By Michel Riemersma
Amid increased nuclear weapons budgets and serious nuclear tension between the US and North Korea, 7 July 2017 could surprisingly become a landmark date in global nuclear disarmament. From 15 June until 7 July, the General Assembly of the United Nations holds its second ‘Conference to Negotiate a Legally Binding Instrument to Prohibit Nuclear Weapons, Leading Towards their Total Elimination’. Depending on the results of the conference, investors might have to make some tough decisions on the exclusion of nuclear weapons producers from their portfolios.

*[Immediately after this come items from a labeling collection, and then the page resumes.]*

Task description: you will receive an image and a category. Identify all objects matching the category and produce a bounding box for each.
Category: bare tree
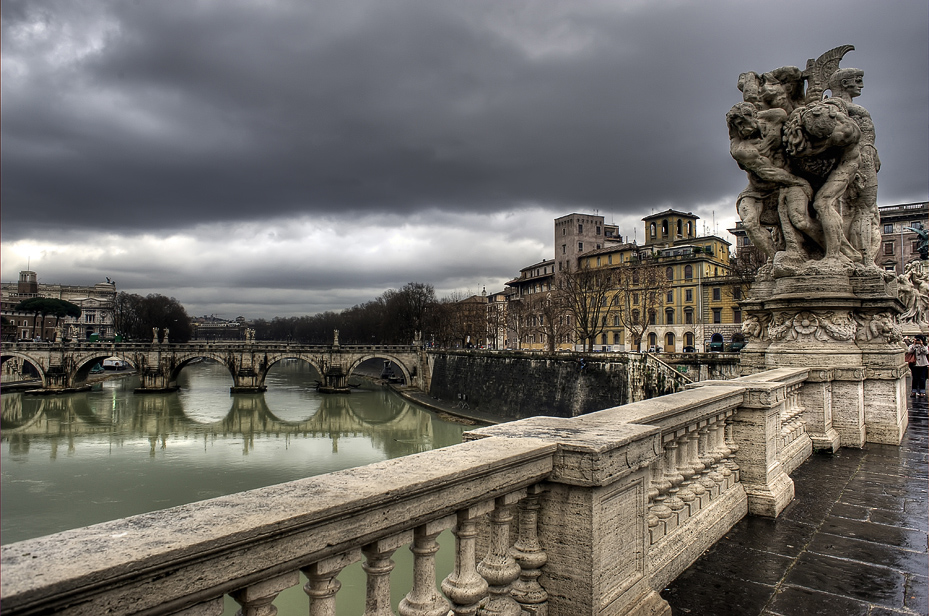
[529,288,573,353]
[556,261,617,352]
[616,259,671,351]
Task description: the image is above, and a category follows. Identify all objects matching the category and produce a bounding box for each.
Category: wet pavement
[661,398,929,616]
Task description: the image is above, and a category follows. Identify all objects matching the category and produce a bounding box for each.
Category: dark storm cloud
[0,0,929,318]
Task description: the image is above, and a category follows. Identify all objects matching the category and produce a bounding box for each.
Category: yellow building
[577,210,742,352]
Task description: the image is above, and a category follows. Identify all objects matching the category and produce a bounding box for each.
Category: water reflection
[0,363,472,543]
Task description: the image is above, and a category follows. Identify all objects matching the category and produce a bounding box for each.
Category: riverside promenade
[661,398,929,616]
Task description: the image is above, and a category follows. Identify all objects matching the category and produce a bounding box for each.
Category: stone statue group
[726,45,881,277]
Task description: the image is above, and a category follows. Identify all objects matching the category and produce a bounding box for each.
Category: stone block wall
[429,352,644,420]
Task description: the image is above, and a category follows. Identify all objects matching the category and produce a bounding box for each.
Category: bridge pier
[229,370,268,394]
[135,370,179,394]
[319,366,352,394]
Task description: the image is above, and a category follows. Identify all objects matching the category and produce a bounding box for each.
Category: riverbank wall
[428,351,689,421]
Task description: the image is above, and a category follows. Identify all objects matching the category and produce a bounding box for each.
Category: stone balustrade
[0,369,817,616]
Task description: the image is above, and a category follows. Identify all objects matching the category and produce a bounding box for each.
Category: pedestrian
[907,335,929,398]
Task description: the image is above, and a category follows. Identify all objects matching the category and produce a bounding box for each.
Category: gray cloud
[0,0,929,314]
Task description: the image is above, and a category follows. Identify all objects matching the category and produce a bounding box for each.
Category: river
[0,361,471,614]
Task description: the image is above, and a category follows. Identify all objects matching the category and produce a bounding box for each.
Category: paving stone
[784,552,906,607]
[661,568,774,616]
[823,503,871,521]
[693,545,793,586]
[872,508,929,533]
[722,516,816,557]
[820,516,926,551]
[905,569,929,614]
[769,586,871,616]
[807,534,929,574]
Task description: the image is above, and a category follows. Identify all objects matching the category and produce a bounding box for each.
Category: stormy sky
[0,0,929,318]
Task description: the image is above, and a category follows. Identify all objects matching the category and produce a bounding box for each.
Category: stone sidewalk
[661,398,929,616]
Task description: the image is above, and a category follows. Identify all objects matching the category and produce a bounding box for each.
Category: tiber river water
[0,361,471,614]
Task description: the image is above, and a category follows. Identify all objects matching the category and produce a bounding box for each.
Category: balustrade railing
[0,371,809,616]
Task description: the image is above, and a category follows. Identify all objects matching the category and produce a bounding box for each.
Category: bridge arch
[258,352,325,387]
[0,349,48,388]
[348,352,413,385]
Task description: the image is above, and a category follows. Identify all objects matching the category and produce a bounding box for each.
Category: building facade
[0,270,116,341]
[874,202,929,274]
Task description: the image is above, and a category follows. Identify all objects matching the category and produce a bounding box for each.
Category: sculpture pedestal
[741,270,908,450]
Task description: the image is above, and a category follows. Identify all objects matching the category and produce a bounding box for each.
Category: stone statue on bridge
[726,45,908,450]
[726,45,880,278]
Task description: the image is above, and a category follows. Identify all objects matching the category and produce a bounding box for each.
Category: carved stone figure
[726,102,822,264]
[726,45,880,277]
[829,68,881,268]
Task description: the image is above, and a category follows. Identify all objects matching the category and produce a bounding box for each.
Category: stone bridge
[2,340,426,393]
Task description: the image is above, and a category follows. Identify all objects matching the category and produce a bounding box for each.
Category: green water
[0,362,469,614]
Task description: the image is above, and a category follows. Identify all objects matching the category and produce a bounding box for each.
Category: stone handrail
[0,371,809,616]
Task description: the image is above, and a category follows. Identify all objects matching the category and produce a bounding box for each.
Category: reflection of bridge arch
[2,394,422,438]
[4,340,428,393]
[0,348,48,387]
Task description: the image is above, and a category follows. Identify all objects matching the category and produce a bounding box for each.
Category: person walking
[907,335,929,398]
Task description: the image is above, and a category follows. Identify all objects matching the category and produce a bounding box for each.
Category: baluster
[677,431,697,513]
[229,571,300,616]
[442,501,494,616]
[697,426,717,498]
[725,416,739,483]
[510,485,548,616]
[302,548,361,616]
[665,438,684,511]
[361,530,413,616]
[171,597,223,616]
[687,426,706,507]
[477,490,526,616]
[398,515,455,616]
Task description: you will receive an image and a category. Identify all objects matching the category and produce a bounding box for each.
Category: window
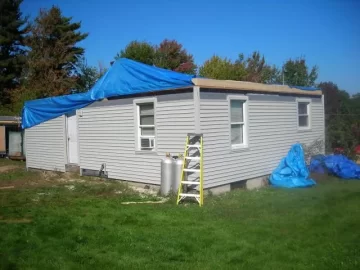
[230,98,247,148]
[137,103,155,151]
[298,100,310,129]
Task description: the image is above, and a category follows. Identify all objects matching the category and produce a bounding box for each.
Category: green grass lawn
[0,162,360,270]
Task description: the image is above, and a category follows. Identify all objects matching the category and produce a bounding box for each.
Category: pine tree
[0,0,27,105]
[26,6,88,98]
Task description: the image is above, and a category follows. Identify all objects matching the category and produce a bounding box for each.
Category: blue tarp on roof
[22,58,194,128]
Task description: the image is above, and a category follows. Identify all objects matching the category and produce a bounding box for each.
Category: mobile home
[23,59,324,191]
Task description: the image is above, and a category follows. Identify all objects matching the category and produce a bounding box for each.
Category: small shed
[23,59,325,191]
[0,116,25,159]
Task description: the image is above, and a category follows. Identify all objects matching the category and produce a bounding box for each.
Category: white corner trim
[193,86,201,133]
[133,97,158,154]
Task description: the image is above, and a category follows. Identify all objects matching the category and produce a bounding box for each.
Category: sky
[21,0,360,94]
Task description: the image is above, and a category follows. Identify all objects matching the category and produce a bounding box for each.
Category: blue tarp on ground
[310,155,360,179]
[270,144,316,188]
[22,58,194,128]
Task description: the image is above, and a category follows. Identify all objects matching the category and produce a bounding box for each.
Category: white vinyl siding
[200,92,324,188]
[79,92,195,185]
[25,116,66,172]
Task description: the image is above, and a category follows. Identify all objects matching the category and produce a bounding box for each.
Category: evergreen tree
[0,0,27,106]
[26,6,88,98]
[75,57,106,92]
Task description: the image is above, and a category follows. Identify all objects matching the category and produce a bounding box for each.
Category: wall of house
[77,90,194,185]
[25,116,66,172]
[200,92,324,188]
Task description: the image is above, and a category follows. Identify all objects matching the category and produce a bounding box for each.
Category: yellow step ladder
[176,133,204,206]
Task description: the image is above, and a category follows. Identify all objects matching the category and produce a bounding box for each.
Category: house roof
[192,78,322,96]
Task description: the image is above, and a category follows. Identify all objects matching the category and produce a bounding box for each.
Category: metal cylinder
[160,154,173,196]
[171,155,184,193]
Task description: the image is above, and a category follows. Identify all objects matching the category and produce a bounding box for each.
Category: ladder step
[181,181,200,185]
[180,193,200,198]
[185,157,200,160]
[184,169,200,172]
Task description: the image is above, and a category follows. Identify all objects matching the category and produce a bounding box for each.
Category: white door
[66,112,79,164]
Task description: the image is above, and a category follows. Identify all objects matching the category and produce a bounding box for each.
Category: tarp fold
[269,144,316,188]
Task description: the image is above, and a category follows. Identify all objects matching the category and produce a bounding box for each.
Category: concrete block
[206,184,231,195]
[246,176,268,190]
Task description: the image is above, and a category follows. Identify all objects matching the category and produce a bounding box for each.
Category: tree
[245,51,280,83]
[318,82,360,156]
[115,40,155,65]
[154,39,196,74]
[75,57,106,93]
[25,6,88,98]
[283,58,318,86]
[0,0,28,105]
[199,55,246,80]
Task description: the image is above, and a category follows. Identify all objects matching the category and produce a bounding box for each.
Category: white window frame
[296,98,311,131]
[227,95,249,150]
[134,98,157,153]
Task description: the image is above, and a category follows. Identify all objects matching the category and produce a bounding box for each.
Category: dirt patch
[0,165,19,173]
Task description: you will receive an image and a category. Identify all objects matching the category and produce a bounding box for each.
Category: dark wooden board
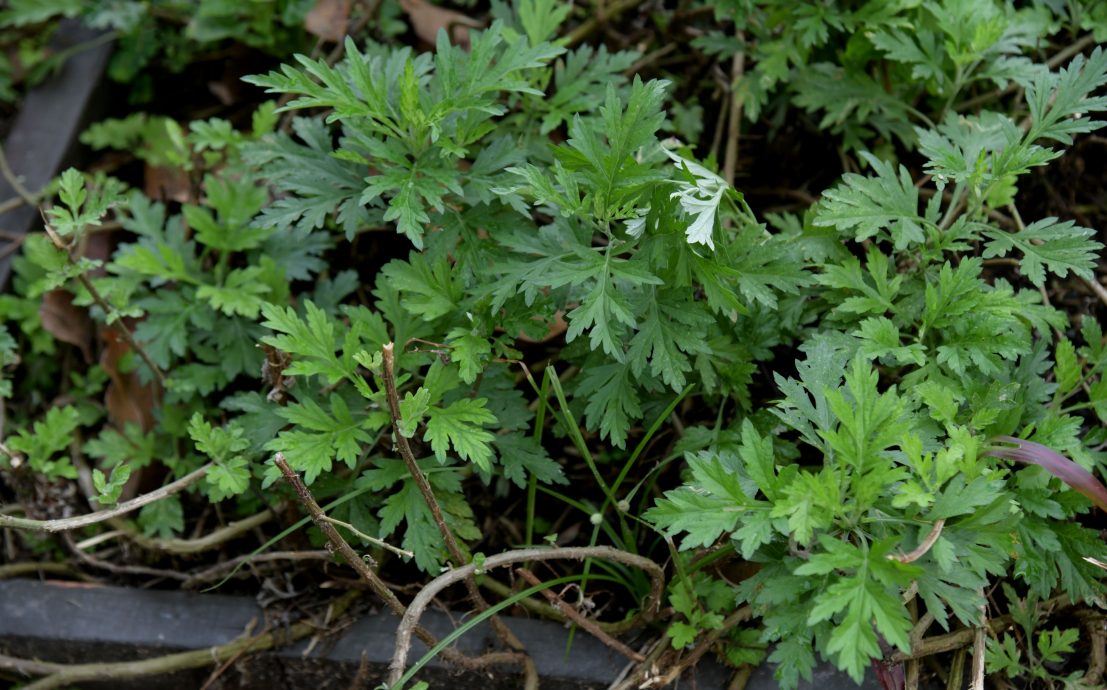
[0,20,112,290]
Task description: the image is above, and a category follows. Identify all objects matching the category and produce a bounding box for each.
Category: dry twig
[516,568,645,663]
[389,546,665,684]
[0,590,358,690]
[0,465,211,532]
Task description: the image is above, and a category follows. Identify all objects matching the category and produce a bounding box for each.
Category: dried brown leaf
[100,328,162,431]
[39,289,92,362]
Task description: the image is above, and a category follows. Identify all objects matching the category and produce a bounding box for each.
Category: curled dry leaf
[303,0,350,43]
[100,328,161,431]
[400,0,483,49]
[143,164,194,204]
[39,289,92,362]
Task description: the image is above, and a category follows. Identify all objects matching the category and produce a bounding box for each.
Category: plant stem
[273,453,519,669]
[381,342,532,677]
[389,546,665,686]
[516,568,645,662]
[723,31,746,187]
[884,595,1072,663]
[0,465,211,532]
[323,515,415,558]
[43,218,165,387]
[114,508,275,554]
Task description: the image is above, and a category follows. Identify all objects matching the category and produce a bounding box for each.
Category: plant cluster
[0,0,1107,688]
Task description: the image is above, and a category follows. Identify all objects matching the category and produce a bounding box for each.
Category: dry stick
[723,31,746,187]
[0,465,211,532]
[480,575,642,635]
[182,550,332,589]
[515,568,645,663]
[273,453,409,615]
[0,590,358,690]
[273,453,520,669]
[0,560,96,583]
[389,546,665,686]
[119,508,275,555]
[381,342,538,673]
[888,518,945,563]
[62,532,188,580]
[608,635,675,690]
[884,595,1072,663]
[323,515,415,558]
[650,606,753,688]
[42,221,165,385]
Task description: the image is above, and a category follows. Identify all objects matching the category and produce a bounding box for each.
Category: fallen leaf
[39,289,92,362]
[100,327,162,431]
[143,164,193,204]
[303,0,350,43]
[400,0,484,50]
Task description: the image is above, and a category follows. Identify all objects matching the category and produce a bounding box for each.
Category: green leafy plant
[0,0,1107,688]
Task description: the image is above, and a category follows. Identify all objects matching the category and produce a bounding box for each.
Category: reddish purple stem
[987,436,1107,511]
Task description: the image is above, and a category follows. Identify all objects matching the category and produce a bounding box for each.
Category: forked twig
[515,568,645,663]
[0,465,211,532]
[389,546,665,686]
[381,342,538,686]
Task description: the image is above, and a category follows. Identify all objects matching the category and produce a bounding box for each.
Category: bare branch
[0,465,211,532]
[389,546,665,686]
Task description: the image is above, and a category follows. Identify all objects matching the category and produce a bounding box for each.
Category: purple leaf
[987,436,1107,511]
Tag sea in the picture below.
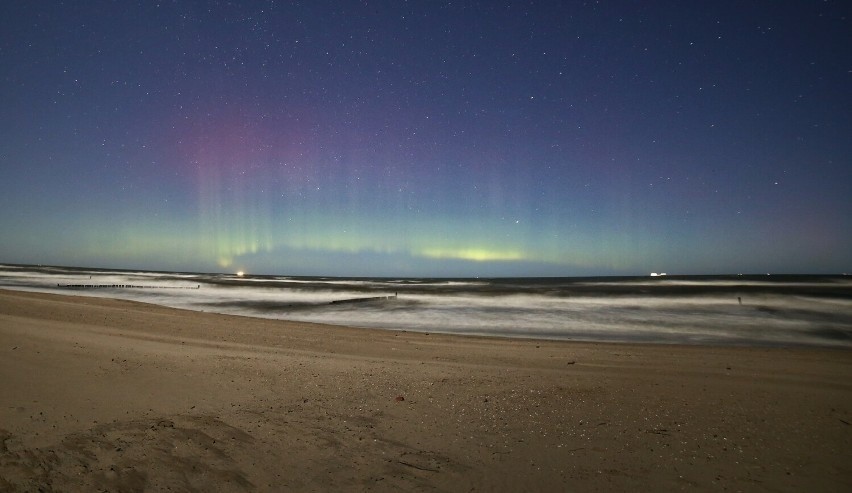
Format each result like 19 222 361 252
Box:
0 265 852 348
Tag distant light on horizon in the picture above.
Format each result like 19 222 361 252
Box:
0 2 852 277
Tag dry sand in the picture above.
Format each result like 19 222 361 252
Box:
0 291 852 492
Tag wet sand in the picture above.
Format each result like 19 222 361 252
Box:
0 290 852 491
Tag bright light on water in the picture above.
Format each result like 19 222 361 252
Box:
0 266 852 348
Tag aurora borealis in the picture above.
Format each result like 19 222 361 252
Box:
0 1 852 277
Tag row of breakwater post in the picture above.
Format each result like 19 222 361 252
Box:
56 284 201 289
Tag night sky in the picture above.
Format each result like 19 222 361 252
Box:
0 0 852 277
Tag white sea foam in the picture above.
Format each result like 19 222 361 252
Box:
0 266 852 347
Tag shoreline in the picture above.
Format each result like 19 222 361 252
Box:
0 290 852 491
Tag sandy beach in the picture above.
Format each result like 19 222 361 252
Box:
0 291 852 492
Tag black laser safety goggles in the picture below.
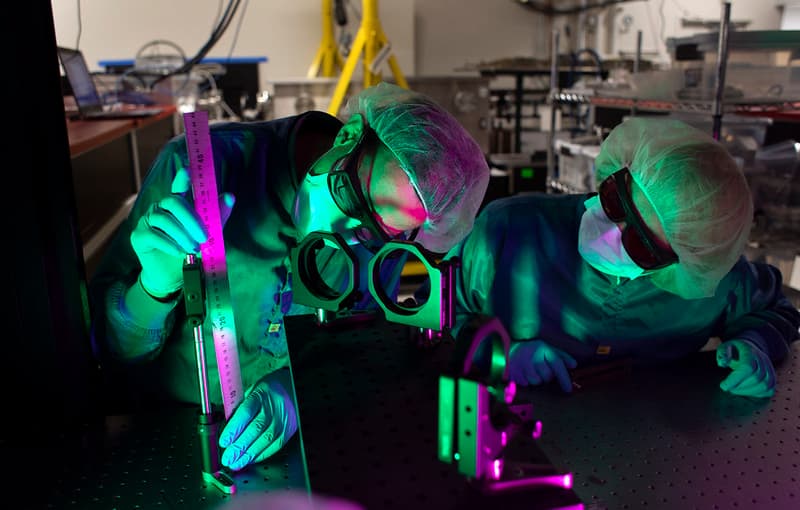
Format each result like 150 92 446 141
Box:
328 126 419 253
598 167 678 270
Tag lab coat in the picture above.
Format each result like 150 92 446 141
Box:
90 112 403 404
446 194 800 364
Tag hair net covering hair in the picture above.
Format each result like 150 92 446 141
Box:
595 118 753 299
345 82 489 253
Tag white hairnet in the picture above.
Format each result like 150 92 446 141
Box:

During the first conference in March 2017, 132 countries attended the negotiations. Dutch peace organisation PAX concludes that “it is already clear that there is extensive support for a comprehensive prohibition of these weapons of mass destruction”. Essential for financial institutions is the possibility that the financing of nuclear weapons developers and producers might be forbidden by such a new instrument. The Draft Treaty, released on 22 May, prohibits State Parties to “Assist, encourage, or induce, in any way, anyone to engage in any activity prohibited to a State Party under this Convention”. The implementation of the Convention on Cluster Munitions by multiple states shows that ‘assistance’ can be interpreted to prohibit financing and investment of controversial weapons. The nuclear Treaty is likely to be interpreted in the same way. For example, the Austrian delegation expressed that “the prohibition on assistance would also apply to financing” nuclear weapons.
PAX’s annual ‘Don’t Bank on the Bomb’ study shows that financial institutions often rely on guidance from national governments and international regulations for drafting responsible investment policies. These financial institutions should be aware of the potential impact the UN Conference can have on their portfolios. The 2016 ‘Don’t Bank on the Bomb’ study found that “390 banks, insurance companies, pension funds and asset managers from 26 countries were found that invest significantly in the nuclear weapon industry”. PAX argues that “financial institutions provide crucial and necessary support to companies, so that they are able to carry out their projects. Most nuclear armed states rely on private companies for the production, maintenance and modernization of their nuclear weapons”. Similar to the stigmatising effect of the 2008 Convention on Cluster Munitions, PAX states that a ban on nuclear weapons will “limit the flow of financing to the companies involved in nuclear arsenals and thereby have a concrete impact beyond the countries that initially accede to the treaty”. Therefore, even though the five states recognised as having nuclear weapons by the Non-Proliferation Treaty - US, Russia, China, France and the UK - are not participating in the conference, the UN treaty might impact their nuclear arsenals.
Financial institutions should closely monitor the UN negotiations this summer and be prepared to dismantle their nuclear weapons portfolios.